6YM : Pensez-vous que l’école joue (peut jouer ? doit jouer ?) un rôle dans la lecture-écriture de poèmes et dans ce que vous appelez « la compréhension d’un phénomène dont l’enjeu excède, par nature, la sphère littéraire » (p. 29) ? Vous notez par ailleurs « combien, dans les manuels et les lieux de formation, celle-ci [l’écriture de poésie] demeure confinée au seul registre du littéraire » (p. 16) ; et vous vous défendez plus loin de l’accusation d’élitisme : « nous continuons de croire à la démocratisation de l’accès au savoir et à l’éducation, en matière culturelle : c’est-à-dire un élitisme pour tous, pour reprendre la formule de Vitez […] Il s’agirait donc de transmettre ces règles au plus grand nombre plutôt que de procéder non sans démagogie au nivèlement par le bas de nos arts, poétiques et autres » (pp. 1087-1088)…
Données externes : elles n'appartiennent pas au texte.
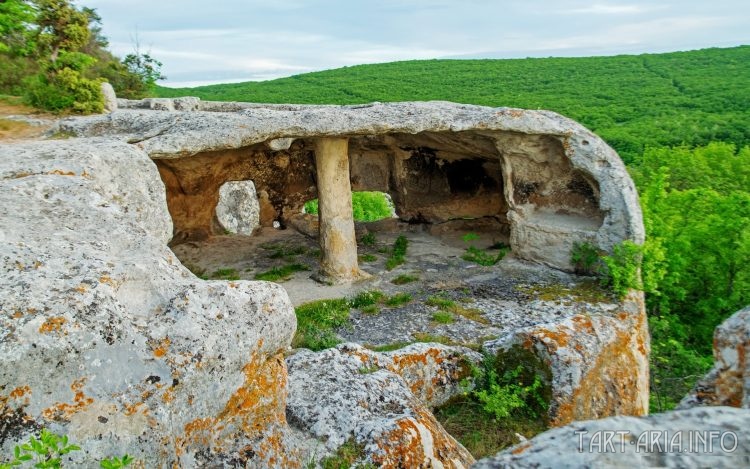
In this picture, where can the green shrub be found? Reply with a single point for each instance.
(366, 206)
(62, 86)
(478, 256)
(317, 321)
(47, 450)
(516, 392)
(586, 258)
(622, 268)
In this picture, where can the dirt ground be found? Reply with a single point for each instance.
(451, 300)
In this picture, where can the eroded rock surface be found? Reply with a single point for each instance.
(705, 437)
(728, 383)
(238, 211)
(105, 336)
(546, 179)
(350, 393)
(596, 365)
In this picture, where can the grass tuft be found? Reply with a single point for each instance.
(398, 299)
(317, 321)
(404, 279)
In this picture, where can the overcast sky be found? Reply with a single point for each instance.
(202, 42)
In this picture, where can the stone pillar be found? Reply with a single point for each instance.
(337, 240)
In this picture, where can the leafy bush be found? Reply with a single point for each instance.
(46, 452)
(622, 268)
(62, 86)
(366, 206)
(586, 258)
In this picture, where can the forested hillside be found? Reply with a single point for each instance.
(681, 121)
(631, 101)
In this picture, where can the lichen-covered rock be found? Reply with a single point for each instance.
(549, 180)
(106, 337)
(340, 394)
(709, 437)
(593, 365)
(238, 210)
(728, 383)
(433, 372)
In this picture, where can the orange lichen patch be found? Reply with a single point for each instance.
(161, 349)
(107, 279)
(53, 324)
(250, 414)
(609, 387)
(19, 392)
(131, 409)
(60, 172)
(63, 410)
(168, 396)
(405, 445)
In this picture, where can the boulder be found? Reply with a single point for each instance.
(728, 383)
(238, 210)
(593, 365)
(339, 395)
(107, 338)
(549, 180)
(708, 437)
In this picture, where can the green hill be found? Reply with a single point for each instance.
(680, 120)
(632, 101)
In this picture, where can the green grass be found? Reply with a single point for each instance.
(399, 299)
(367, 298)
(366, 206)
(404, 279)
(280, 273)
(317, 321)
(285, 252)
(485, 258)
(633, 101)
(345, 457)
(443, 317)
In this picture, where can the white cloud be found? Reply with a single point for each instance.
(607, 9)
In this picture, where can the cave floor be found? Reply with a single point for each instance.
(452, 300)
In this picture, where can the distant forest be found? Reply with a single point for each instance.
(680, 121)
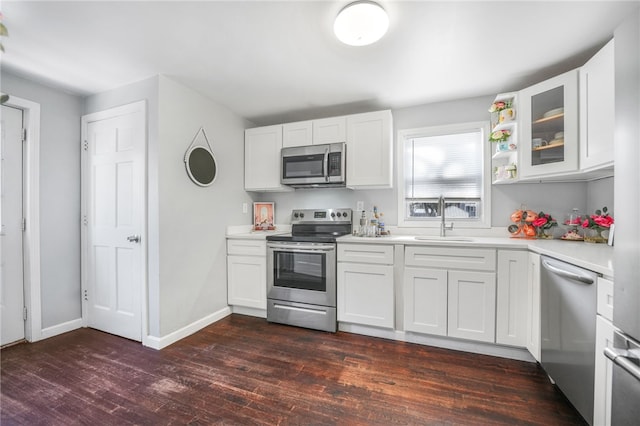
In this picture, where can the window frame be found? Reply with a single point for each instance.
(484, 221)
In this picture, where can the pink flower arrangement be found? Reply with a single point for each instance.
(544, 221)
(500, 135)
(599, 220)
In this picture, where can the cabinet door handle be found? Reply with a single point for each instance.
(133, 238)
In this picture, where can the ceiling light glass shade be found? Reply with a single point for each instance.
(361, 23)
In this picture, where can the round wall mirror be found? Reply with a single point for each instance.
(201, 165)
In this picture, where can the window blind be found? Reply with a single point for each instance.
(449, 165)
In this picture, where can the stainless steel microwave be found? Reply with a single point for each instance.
(314, 165)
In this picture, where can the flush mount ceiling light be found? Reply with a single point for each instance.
(361, 23)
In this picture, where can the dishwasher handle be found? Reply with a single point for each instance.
(568, 274)
(625, 360)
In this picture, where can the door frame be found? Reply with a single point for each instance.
(140, 106)
(31, 202)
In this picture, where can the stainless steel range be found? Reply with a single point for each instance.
(301, 269)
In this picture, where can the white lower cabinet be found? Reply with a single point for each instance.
(533, 306)
(365, 284)
(472, 305)
(603, 373)
(450, 292)
(511, 305)
(425, 300)
(604, 339)
(247, 273)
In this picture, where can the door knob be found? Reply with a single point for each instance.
(133, 238)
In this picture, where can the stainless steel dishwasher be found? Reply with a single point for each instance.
(568, 327)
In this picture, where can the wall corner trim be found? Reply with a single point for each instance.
(57, 329)
(164, 341)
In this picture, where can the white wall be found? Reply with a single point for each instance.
(193, 219)
(554, 198)
(59, 197)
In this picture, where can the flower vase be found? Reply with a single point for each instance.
(544, 234)
(594, 235)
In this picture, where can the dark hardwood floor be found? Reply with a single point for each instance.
(243, 370)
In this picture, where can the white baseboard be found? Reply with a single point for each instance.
(482, 348)
(254, 312)
(55, 330)
(164, 341)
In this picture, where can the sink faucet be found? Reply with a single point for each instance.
(443, 227)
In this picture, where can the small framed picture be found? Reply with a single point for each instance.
(263, 216)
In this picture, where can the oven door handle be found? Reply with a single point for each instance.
(302, 248)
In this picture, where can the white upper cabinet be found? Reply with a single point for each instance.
(597, 110)
(262, 159)
(370, 150)
(549, 127)
(330, 130)
(297, 134)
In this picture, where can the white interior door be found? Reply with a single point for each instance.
(114, 216)
(11, 249)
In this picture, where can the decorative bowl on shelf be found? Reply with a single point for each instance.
(551, 113)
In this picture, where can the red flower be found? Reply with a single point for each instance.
(540, 221)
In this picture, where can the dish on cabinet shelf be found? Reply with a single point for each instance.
(550, 119)
(548, 146)
(553, 112)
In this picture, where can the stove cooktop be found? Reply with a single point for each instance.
(317, 225)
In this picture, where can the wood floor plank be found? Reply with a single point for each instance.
(243, 370)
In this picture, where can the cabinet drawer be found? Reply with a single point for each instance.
(366, 253)
(247, 247)
(451, 258)
(605, 298)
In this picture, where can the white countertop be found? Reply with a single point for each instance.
(246, 232)
(595, 257)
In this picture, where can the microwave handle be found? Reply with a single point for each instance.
(326, 164)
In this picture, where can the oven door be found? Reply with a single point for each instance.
(302, 272)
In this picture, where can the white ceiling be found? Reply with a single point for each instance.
(279, 61)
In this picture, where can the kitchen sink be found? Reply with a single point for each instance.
(437, 238)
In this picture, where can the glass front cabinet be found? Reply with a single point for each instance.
(549, 127)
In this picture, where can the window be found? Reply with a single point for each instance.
(447, 161)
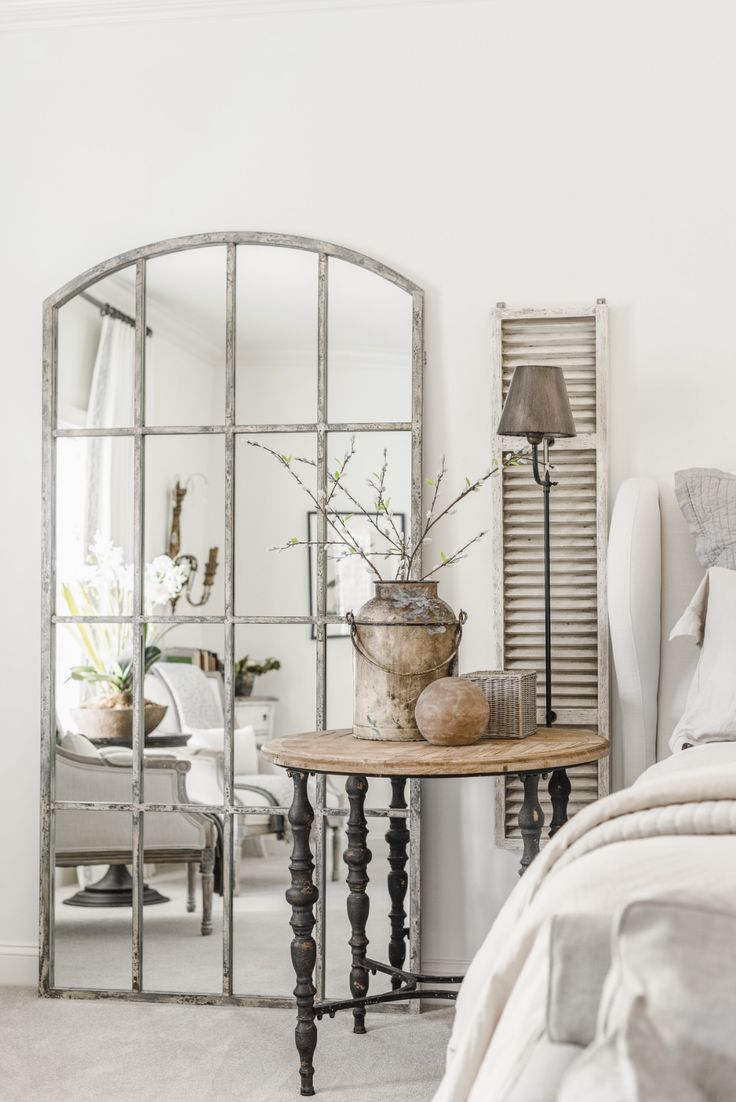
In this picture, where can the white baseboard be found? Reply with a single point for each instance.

7YDM : L’école (primaire, secondaire) jouait autrefois un rôle décisif sur ce plan, d’une part en s’appuyant sur la littérature pour l’enseignement du français, d’autre part en apprenant aux élèves l’histoire de cette littérature : c’est-à-dire en montrant sa continuité et son évolution au fil des siècles, quitte à s’appuyer sur un panthéon un peu convenu (les fameux Lagarde & Michard…) et sur une conception souvent réductrice de la création. N’empêche que ce schéma fonctionnait, dans ses grandes lignes, et permettait à ceux qui le souhaitaient d’aborder sans trop de heurts, au terme de leurs études, les divers archipels contemporains. Les règles ont bien changé, depuis plusieurs décennies, et il est évident que cette transmission n’a désormais plus lieu. Il faudrait pourtant avoir une idée au moins générale de l’histoire de la poésie (pas uniquement française, d’ailleurs) pour comprendre les mutations qui l’ont affectée en profondeur, dès la fin du XIXe siècle : sans cette vue d’ensemble on aura probablement de la peine à saisir la logique des productions ultérieures. Quant à l’écriture elle-même (dans sa dimension créatrice) pas plus aujourd’hui qu’hier ce n’est sur les bancs des écoles ni des universités qu’elle s’enseigne [5]…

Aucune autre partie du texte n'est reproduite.